Meta Halts AI Training in EU, Brazil Amid Regulatory Concerns
The social media parent suspends AI development using European and Brazilian user data, citing regulatory uncertainty and privacy concerns.
Meta's generative AI efforts have encountered regulatory challenges in the EU and Brazil as regulators have taken issue with the company’s data training practices.
Meta, the parent company of Facebook and Instagram, won't be introducing its multimodal AI models to European users, citing a lack of clarity around data rules.
The EU’s privacy watchdog requested the social media firm voluntarily pause training efforts of all future AI models using user data from European users.
Rob Sherman, Meta’s deputy privacy officer and vice president for policy, confirmed to FT that the European Data Protection Supervisor contacted the company and that it is complying with the request for now.
Meta will also withhold its next multimodal AI model, including future multimodal systems, from European products and services. Sherman said this could mean, however, that EU users could miss out on new AI features like in its Meta AI chatbot.
“If jurisdictions can’t regulate in a way that enables us to have clarity on what’s expected, then it’s going to be harder for us to offer the most advanced technologies in those places… it is a realistic outcome that we’re worried about,” Sherman told the FT.
The company has been working on a variety of multimodal systems for some time, including a version of its flagship Llama model capable of handling inputs beyond solely text, including video, images and audio.

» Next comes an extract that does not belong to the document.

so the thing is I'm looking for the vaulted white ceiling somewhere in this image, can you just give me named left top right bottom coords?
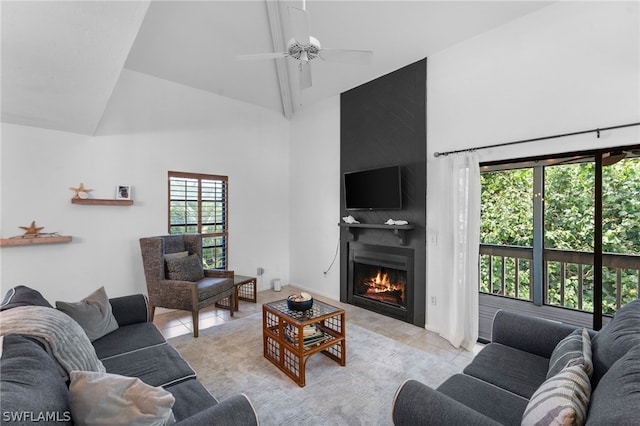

The multimodal models would also be featured in Meta’s Ray-Ban smart glasses, which it has been quietly improving for some time. The glasses feature a conversational AI assistant capable of generating information about what the wearer is observing.
However, Meta remains concerned about what it describes as an “unpredictable nature of the European regulatory environment.”
Meta is uncertain whether its use of European user data to train AI models complies with data protection laws, including the General Data Protection Regulation (GDPR), according to Axios.